Phase 3 trial to test extended deucrictibant as treatment for HAE
Pharvaris also aims to test therapy for acquired angioedema
Pharvaris said it plans to initiate a Phase 3 clinical trial by the end of the year to test an oral, extended-release tablet formulation of deucrictibant as a preventive, or prophylactic, treatment for hereditary angioedema (HAE).
Called CHAPTER-3, the trial will assess the treatment’s safety and efficacy in reducing HAE attacks. The extended-release formulation, PHVS719, maintains blood levels of deucrictibant above the therapeutic threshold for 24 hours, meaning it can be taken once daily to provide sustained protection against HAE attacks.
The trial “enables us to evaluate deucrictibant’s ability to address the need for improvements in quality of life that people living with HAE want and deserve: a therapy providing injectable-like efficacy, from the first day of therapy, with a favorable tolerability and the convenience of once-daily oral administration,” Stefan Abele, PhD, Pharvaris’ chief technical operations officer, said in a company press release.
The company also said it intends to pursue the clinical development of deucrictibant in another type of angioedema, called acquired angioedema. The decision followed promising data from a small study conducted by researchers in Amsterdam showing the treatment was able to reduce attack severity and the rate of monthly attacks in three patients.
“There is an unmet need for therapies approved specifically for the treatment of [acquired angioedema],” said Remy S. Petersen, MD, researcher at the Amsterdam University Medical Center. University researchers were “pleased to confirm” their hypothesis that deucrictibant “has the potential to successfully prevent and treat” the disease, and they “look forward to continuing our collaboration with Pharvaris” on clinical development of the therapy, Petersen said.
Small molecule as treatment for HAE
Angioedema occurs when fluid builds up beneath the skin or mucous membranes, resulting in swelling attacks.
In HAE, this is usually caused by genetic mutations that impair the production or function of a protein called C1-inhibitor (C1-INH), leading to the excessive production of bradykinin, a signaling molecule that causes blood vessels to widen and leak fluid to surrounding tissues.
In acquired angioedema, swelling attacks are also caused by a deficiency in C1-INH and a subsequent increase in bradykinin levels. However, unlike HAE, genetic mutations are not the root cause of acquired angioedema.
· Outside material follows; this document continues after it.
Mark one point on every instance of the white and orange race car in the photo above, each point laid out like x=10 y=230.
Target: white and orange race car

Instead, this type of angioedema usually arises as a consequence of another underlying disorder, such as cancer or an autoimmune disease.
Deucrictibant is a small molecule that’s designed to block the bradykinin B2 receptor, preventing bradykinin from exerting its action in blood vessels and triggering swelling. Besides the extended-release formulation, the therapy is available in an immediate-release capsule formulation, PHVS416, that allows it to rapidly reach therapeutic levels in the blood.
Recently announced data from the extension portions of two Phase 2 trials evaluating the safety and efficacy of deucrictibant as a prophylactic and on-demand treatment for HAE attacks showed the therapy was able to maintain the rate of attacks low in the long term, as well as rapidly resolve those that did occur.
“Given the totality of data for deucrictibant, now bolstered by new data from ongoing long-term extension studies showing tolerability and efficacy in both prophylaxis and on-demand treatment, we believe deucrictibant has the potential to become a preferred therapy for the management of HAE,” said Berndt Modig, Pharvaris’ CEO.
The company earlier this year announced the launch of a separate Phase 3 trial, RAPIDe-3 trial (NCT06343779), which is evaluating the efficacy and safety of deucrictibant immediate-release capsules to treat HAE attacks.
“We remain focused on the efficient execution of our clinical studies, with the CHAPTER-3 study expected to initiate by the end of the year while RAPIDe-3 is progressing as planned,” said Modig. “Pharvaris has the expertise to expand deucrictibant beyond HAE to other bradykinin-mediated-disease — such as [acquired angioedema] — and we are excited to explore the potential for deucrictibant to meet a currently unaddressed medical need.”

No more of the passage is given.